Over the last couple of weeks, the biggest development in Legal Tech was undoubtedly about the consequences of the lawsuit that was filed against ROSS Intelligence in May 2020.
In the sad news released on December 11, 2020, the company announced it will be stopping its operations on Jan 31, 2021, and promised to migrate all its customers to other legal research products.
Founded in 2014 at the University of Toronto in Canada, ROSS Intelligence is a platform for legal research. Co-founders Andrew Arruda, Jimoh Ovbiagele, and Pargles Dall`Oglio developed an AI engine that helps legal practitioners scan through thousands of legal briefs in order to extract helpful legal insight.
The startup graduated from Y-Combinator in summer 2015, and went on to raise $13mil in Seed and Series-A funding.

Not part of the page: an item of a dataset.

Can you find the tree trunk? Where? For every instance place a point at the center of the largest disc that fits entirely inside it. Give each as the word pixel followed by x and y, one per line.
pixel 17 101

Since then, ROSS opened a second office in the US, and managed to attract a wide range of customers to use its product - namely law firms of all sizes, as well as academic institutions and pro bono organizations.
The downfall started when Thomson Reuters - Westlaw’s parent company - filed a lawsuit against ROSS Intelligence back in May 2020. In the lawsuit, ROSS was accused of leveraging Westlaw’s copyrighted material to train their artificial intelligence models - an allegation that the co-founder and CEO Andrew Arruda firmly denied.
And while the legal battle is still ongoing, the expenses associated with litigation were too much for the company to bear. Last week, the company announced that it would lay off all its employees and continue as a going concern only for the purpose of fighting the lawsuit.
'The company will continue as a going concern so that the facts at the heart of this lawsuit are brought to light and so that Westlaw’s tactics - using litigation as a weapon and stifling competition - do not succeed' - Arruda said in a statement.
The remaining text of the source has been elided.